Like many women, Hannah struggles with mental health issues and takes medication to treat depression, anxiety, and PTSD. Because she’s full-time freelance, Hannah doesn’t have an employer to provide health insurance plans, which means she’s stuck covering expenses on her own. This means about $90 a month for her Lexapro prescription, and whatever other medical expenses may come up are also totally out of pocket. Whether it’s treating strep throat or the UTIs she says she often gets, the financial burden of appointments and antibiotics is often out of reach for her.

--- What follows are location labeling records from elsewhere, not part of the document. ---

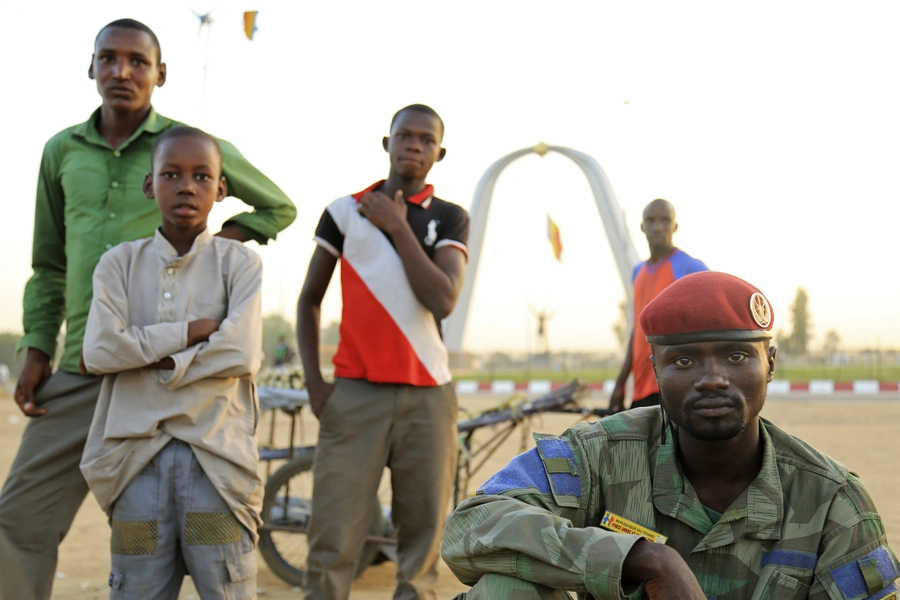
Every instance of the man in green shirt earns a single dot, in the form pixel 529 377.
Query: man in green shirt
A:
pixel 89 199
pixel 697 499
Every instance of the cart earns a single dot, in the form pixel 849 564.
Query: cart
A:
pixel 288 493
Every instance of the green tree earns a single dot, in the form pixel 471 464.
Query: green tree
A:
pixel 274 327
pixel 801 325
pixel 832 342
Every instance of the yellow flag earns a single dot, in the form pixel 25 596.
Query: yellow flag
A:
pixel 555 239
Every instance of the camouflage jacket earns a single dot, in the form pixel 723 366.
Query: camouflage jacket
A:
pixel 805 528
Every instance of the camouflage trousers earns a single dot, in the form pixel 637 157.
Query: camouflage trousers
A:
pixel 501 587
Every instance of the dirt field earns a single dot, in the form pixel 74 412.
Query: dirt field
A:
pixel 859 432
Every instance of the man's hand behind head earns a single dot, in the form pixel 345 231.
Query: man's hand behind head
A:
pixel 201 329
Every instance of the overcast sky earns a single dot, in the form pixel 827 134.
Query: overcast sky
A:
pixel 773 127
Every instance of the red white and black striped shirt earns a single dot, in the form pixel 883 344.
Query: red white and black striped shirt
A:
pixel 387 335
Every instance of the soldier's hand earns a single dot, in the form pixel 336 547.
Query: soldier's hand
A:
pixel 201 329
pixel 319 392
pixel 35 372
pixel 617 399
pixel 662 570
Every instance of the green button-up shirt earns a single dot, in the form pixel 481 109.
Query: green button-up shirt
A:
pixel 89 199
pixel 804 528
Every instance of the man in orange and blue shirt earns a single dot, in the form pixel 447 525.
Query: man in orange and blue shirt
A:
pixel 665 265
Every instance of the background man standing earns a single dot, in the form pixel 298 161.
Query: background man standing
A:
pixel 665 265
pixel 90 198
pixel 403 255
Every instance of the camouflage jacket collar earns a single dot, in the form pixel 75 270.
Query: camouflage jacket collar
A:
pixel 756 514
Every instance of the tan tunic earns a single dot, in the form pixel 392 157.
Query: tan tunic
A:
pixel 144 297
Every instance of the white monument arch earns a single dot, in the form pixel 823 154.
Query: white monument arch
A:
pixel 620 242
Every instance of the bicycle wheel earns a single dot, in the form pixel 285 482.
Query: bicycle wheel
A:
pixel 287 507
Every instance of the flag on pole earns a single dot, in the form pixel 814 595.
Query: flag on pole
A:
pixel 555 239
pixel 250 23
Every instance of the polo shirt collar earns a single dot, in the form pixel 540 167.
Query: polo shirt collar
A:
pixel 153 123
pixel 422 199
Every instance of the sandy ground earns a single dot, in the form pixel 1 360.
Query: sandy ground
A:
pixel 858 432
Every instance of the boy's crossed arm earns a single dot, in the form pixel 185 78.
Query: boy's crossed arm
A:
pixel 111 345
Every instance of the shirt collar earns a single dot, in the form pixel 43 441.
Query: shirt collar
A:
pixel 756 514
pixel 152 123
pixel 169 255
pixel 422 199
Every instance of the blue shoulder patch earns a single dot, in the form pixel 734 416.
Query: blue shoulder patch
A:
pixel 637 270
pixel 851 580
pixel 789 558
pixel 684 264
pixel 564 483
pixel 524 471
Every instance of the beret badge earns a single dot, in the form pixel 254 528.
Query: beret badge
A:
pixel 759 310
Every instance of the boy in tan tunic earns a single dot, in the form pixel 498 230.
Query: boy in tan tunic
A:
pixel 175 327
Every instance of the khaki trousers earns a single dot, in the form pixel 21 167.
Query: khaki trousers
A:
pixel 365 427
pixel 45 488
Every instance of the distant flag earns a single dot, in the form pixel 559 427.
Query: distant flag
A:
pixel 250 23
pixel 205 19
pixel 555 239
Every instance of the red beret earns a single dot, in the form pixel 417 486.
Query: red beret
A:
pixel 707 306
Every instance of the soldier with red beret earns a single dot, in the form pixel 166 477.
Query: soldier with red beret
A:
pixel 700 498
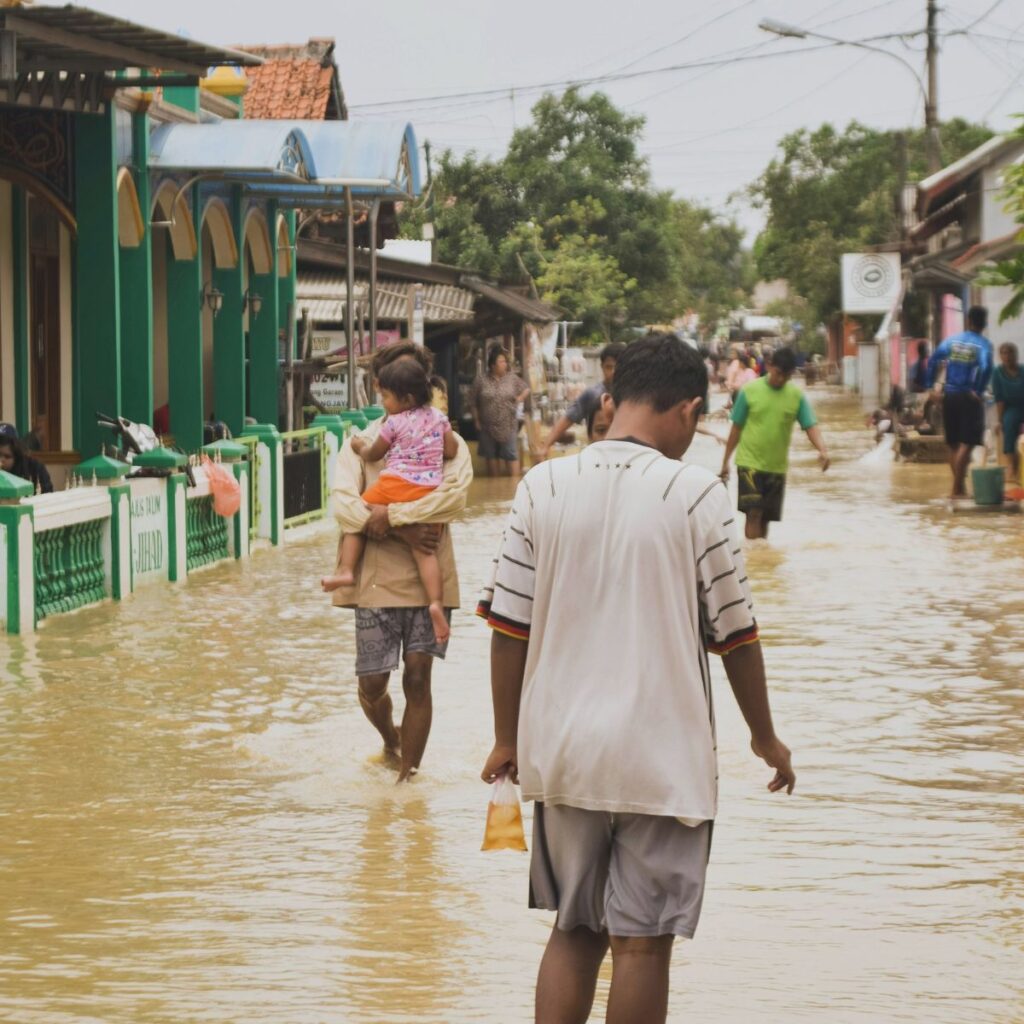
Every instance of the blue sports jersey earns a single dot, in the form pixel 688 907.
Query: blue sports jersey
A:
pixel 969 363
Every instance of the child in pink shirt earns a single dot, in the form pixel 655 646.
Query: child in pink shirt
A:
pixel 415 439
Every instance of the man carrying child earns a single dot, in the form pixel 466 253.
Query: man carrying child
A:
pixel 392 616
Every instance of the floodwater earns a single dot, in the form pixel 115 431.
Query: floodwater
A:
pixel 195 823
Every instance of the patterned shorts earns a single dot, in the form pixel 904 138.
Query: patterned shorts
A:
pixel 383 634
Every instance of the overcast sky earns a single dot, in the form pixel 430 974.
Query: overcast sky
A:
pixel 710 130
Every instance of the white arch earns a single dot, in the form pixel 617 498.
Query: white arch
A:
pixel 217 218
pixel 169 207
pixel 131 225
pixel 257 238
pixel 285 255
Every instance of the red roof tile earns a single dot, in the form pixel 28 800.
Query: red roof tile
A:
pixel 294 82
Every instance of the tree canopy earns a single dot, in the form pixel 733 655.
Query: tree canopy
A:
pixel 830 192
pixel 570 208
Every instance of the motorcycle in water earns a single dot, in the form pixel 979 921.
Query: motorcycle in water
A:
pixel 133 439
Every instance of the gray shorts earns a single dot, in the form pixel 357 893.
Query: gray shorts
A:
pixel 383 634
pixel 491 448
pixel 629 875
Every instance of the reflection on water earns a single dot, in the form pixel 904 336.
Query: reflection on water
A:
pixel 196 824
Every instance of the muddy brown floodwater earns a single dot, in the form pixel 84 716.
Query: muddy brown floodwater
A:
pixel 195 824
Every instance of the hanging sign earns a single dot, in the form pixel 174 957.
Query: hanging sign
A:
pixel 870 282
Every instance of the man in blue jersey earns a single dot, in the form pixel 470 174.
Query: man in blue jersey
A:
pixel 969 366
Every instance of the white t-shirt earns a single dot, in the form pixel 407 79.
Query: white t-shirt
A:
pixel 622 569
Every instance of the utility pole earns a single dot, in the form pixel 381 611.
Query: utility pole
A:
pixel 932 104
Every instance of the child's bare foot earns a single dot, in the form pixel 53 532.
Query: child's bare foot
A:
pixel 344 578
pixel 441 629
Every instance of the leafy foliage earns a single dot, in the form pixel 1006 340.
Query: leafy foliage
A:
pixel 829 192
pixel 570 208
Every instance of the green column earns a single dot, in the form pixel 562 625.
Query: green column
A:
pixel 184 348
pixel 263 350
pixel 97 278
pixel 19 263
pixel 136 294
pixel 228 336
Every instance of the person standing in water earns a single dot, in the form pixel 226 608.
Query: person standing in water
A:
pixel 763 416
pixel 968 358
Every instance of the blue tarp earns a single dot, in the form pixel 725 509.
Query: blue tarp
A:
pixel 298 163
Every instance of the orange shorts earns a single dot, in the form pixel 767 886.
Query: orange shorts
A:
pixel 393 489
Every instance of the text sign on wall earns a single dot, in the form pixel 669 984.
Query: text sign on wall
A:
pixel 870 282
pixel 148 530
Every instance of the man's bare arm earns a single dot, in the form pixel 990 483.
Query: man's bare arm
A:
pixel 508 666
pixel 745 669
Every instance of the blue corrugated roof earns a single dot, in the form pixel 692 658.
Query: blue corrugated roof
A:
pixel 299 163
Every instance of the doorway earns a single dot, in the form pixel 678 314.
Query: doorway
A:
pixel 44 324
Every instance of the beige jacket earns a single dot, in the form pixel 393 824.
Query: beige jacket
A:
pixel 387 577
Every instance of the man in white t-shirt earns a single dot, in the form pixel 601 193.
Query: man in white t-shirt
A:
pixel 619 569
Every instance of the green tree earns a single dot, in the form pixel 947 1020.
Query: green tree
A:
pixel 829 192
pixel 572 197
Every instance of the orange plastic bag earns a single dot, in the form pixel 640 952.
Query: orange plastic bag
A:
pixel 504 828
pixel 223 486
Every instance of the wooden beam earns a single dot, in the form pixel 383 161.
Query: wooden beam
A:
pixel 126 56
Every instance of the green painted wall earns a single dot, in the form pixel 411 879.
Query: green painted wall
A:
pixel 97 278
pixel 228 336
pixel 263 349
pixel 136 293
pixel 184 350
pixel 19 263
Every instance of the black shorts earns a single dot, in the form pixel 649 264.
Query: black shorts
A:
pixel 761 493
pixel 963 419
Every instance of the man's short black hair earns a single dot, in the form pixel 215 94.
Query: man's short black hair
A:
pixel 402 349
pixel 659 371
pixel 784 359
pixel 977 317
pixel 406 379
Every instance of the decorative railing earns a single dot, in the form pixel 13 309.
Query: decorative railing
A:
pixel 304 475
pixel 70 559
pixel 206 532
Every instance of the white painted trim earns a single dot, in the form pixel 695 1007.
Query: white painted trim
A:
pixel 67 346
pixel 7 391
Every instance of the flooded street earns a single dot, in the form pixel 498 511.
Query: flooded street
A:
pixel 196 825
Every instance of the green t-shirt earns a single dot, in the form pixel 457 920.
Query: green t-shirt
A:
pixel 767 415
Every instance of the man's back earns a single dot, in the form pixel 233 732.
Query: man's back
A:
pixel 617 564
pixel 968 356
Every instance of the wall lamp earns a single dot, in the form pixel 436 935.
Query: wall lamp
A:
pixel 213 298
pixel 253 302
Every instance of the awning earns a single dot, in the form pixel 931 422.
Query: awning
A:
pixel 77 40
pixel 306 164
pixel 323 295
pixel 241 151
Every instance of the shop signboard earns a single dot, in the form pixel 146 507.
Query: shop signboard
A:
pixel 148 530
pixel 870 282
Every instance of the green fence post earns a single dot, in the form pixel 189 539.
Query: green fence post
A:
pixel 17 593
pixel 121 561
pixel 271 480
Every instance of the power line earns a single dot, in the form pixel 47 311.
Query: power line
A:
pixel 503 92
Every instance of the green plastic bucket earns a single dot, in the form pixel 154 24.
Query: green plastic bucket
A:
pixel 987 482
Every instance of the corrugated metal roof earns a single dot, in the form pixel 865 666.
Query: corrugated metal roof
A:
pixel 521 305
pixel 70 38
pixel 323 294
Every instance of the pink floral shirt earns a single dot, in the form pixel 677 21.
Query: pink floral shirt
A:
pixel 417 439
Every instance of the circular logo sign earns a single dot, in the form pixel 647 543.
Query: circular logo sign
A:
pixel 872 276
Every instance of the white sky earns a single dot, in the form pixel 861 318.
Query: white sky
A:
pixel 710 131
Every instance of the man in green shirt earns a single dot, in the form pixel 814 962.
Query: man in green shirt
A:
pixel 762 427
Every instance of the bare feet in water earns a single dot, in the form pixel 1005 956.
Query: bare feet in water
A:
pixel 441 629
pixel 344 578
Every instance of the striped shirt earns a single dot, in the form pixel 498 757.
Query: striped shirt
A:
pixel 621 569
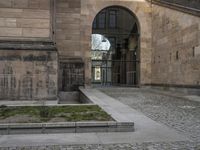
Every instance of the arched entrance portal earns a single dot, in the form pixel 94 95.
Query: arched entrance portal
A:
pixel 115 47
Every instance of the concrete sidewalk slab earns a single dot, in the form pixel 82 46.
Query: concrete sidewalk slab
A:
pixel 146 130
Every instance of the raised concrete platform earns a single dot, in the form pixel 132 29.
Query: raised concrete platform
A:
pixel 146 130
pixel 65 127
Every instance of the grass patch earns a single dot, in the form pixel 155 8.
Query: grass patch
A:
pixel 35 114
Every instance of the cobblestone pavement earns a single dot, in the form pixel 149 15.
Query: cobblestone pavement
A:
pixel 180 114
pixel 144 146
pixel 177 113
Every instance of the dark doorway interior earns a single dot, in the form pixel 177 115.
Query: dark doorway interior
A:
pixel 115 48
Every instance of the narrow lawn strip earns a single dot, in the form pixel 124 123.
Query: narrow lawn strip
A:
pixel 39 114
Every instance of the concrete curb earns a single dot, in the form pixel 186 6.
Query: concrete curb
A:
pixel 65 127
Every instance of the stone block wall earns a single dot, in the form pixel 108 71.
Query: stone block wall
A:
pixel 176 47
pixel 67 30
pixel 28 75
pixel 142 11
pixel 25 19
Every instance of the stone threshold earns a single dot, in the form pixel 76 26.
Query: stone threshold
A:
pixel 65 127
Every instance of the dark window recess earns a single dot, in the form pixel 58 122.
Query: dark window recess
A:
pixel 95 23
pixel 102 20
pixel 177 55
pixel 112 41
pixel 72 76
pixel 170 56
pixel 112 19
pixel 193 51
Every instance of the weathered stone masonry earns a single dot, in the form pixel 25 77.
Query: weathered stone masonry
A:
pixel 60 32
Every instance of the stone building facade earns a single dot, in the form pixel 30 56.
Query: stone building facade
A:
pixel 41 41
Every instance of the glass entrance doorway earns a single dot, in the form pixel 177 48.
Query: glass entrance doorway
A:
pixel 115 48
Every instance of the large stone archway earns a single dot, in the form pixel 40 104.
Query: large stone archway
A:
pixel 142 11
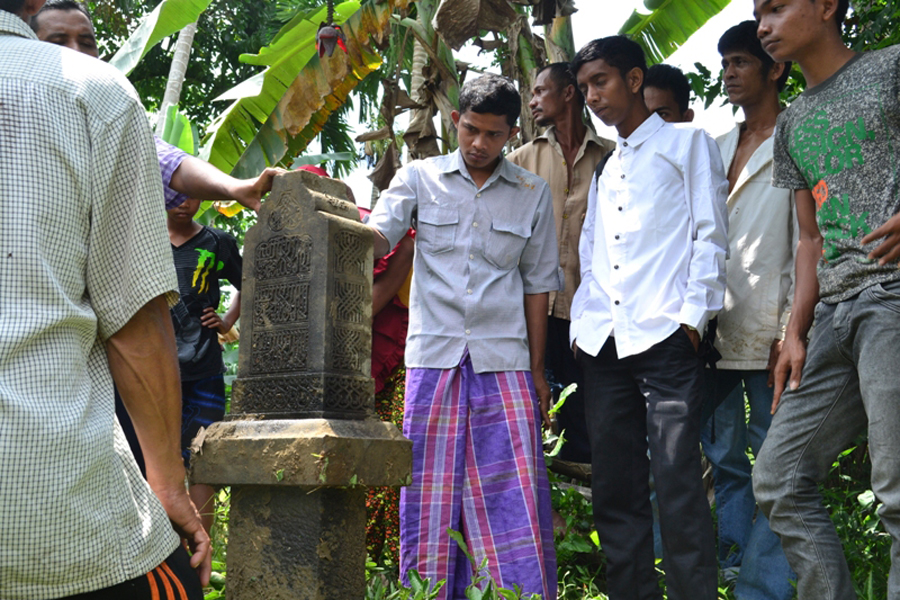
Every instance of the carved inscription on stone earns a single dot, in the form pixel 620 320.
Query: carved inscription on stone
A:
pixel 280 304
pixel 348 349
pixel 349 300
pixel 280 350
pixel 288 215
pixel 349 254
pixel 284 256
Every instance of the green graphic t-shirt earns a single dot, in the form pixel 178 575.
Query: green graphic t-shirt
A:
pixel 840 140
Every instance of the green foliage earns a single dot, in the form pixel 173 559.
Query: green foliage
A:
pixel 669 24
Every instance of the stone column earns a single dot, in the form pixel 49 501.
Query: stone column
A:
pixel 302 440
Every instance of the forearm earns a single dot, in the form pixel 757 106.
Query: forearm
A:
pixel 806 288
pixel 536 324
pixel 144 365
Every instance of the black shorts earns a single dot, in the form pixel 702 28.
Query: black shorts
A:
pixel 174 579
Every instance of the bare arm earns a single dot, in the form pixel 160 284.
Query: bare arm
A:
pixel 144 365
pixel 806 295
pixel 536 306
pixel 394 276
pixel 199 179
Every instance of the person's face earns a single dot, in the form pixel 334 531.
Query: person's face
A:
pixel 548 101
pixel 481 138
pixel 786 28
pixel 185 211
pixel 744 77
pixel 608 93
pixel 69 28
pixel 663 103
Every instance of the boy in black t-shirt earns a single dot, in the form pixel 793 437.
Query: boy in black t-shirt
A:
pixel 202 256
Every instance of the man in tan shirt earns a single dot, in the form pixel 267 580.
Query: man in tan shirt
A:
pixel 565 156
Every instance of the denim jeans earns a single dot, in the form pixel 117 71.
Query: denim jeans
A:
pixel 744 542
pixel 849 382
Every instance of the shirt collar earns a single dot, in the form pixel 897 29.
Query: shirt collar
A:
pixel 651 125
pixel 11 24
pixel 455 162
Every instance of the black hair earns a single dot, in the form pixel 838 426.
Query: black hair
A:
pixel 13 6
pixel 63 5
pixel 616 50
pixel 743 38
pixel 562 76
pixel 492 94
pixel 841 13
pixel 670 79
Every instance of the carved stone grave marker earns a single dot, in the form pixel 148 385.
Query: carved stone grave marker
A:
pixel 302 440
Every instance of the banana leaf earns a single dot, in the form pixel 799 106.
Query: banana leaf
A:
pixel 169 16
pixel 298 91
pixel 669 25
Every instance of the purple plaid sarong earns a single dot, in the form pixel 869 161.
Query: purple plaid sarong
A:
pixel 478 468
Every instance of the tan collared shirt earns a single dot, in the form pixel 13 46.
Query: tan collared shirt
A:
pixel 544 157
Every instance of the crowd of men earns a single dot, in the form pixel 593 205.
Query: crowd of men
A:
pixel 669 274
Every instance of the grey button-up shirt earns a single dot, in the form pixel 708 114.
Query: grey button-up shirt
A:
pixel 478 251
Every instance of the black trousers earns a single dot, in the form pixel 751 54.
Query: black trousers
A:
pixel 650 398
pixel 174 579
pixel 562 369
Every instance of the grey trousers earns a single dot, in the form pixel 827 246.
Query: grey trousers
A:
pixel 851 380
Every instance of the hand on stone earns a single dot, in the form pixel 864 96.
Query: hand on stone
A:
pixel 211 319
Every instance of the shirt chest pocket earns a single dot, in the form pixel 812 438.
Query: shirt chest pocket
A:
pixel 436 229
pixel 505 244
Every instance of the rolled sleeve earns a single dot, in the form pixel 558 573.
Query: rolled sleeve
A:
pixel 393 214
pixel 707 194
pixel 539 263
pixel 170 158
pixel 129 255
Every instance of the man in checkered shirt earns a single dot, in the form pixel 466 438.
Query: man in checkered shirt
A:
pixel 86 278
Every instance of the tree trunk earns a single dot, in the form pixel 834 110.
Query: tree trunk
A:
pixel 177 72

Hannah is far from alone. According to the Kaiser Family Foundation (KFF), more than one in 10 women (11 percent) between the ages of 19 and 64 were uninsured in 2015. In a 2016 report on women and health insurance, the Foundation wrote that most people stay uninsured because of cost. This is something that Lahren, in her funemployment after being fired from The Blaze a few months ago, doesn’t have to worry about, but it’s a huge issue for Hannah and other uninsured women.
The KFF reported in 2016 that “low-income women, women of color, and immigrant women are at greater risk of being uninsured” than other women. (Note: Lahren belongs to none of these groups.) While the ACA does not make health insurance “affordable” for everyone, it’s still important to understand that millions of women are in fact able to afford health insurance now thanks to Obamacare.
Between 2010 and 2015, 16.3 million adults got health insurance through the ACA, 7.5 million (that’s 46 percent) of whom were women. Obamacare requires that “essential care” is covered by insurance, including a significant number of services that are necessary for women, including maternal and infant care, wellness screenings, and prescriptions, including birth control.
It’s a fact that many women still face the myriad health and financial difficulties of being uninsured, despite improvements to health insurance coverage introduced by Obamacare. It’s also a fact that millions of women have improved access to the care they need thanks to Obama-era healthcare policies. Since Tomi Lahren doesn’t even need help from her parents and the government to afford health care, but is taking advantage of these resources anyway, she may want to reconsider her desire to yank it all away from the people who require it.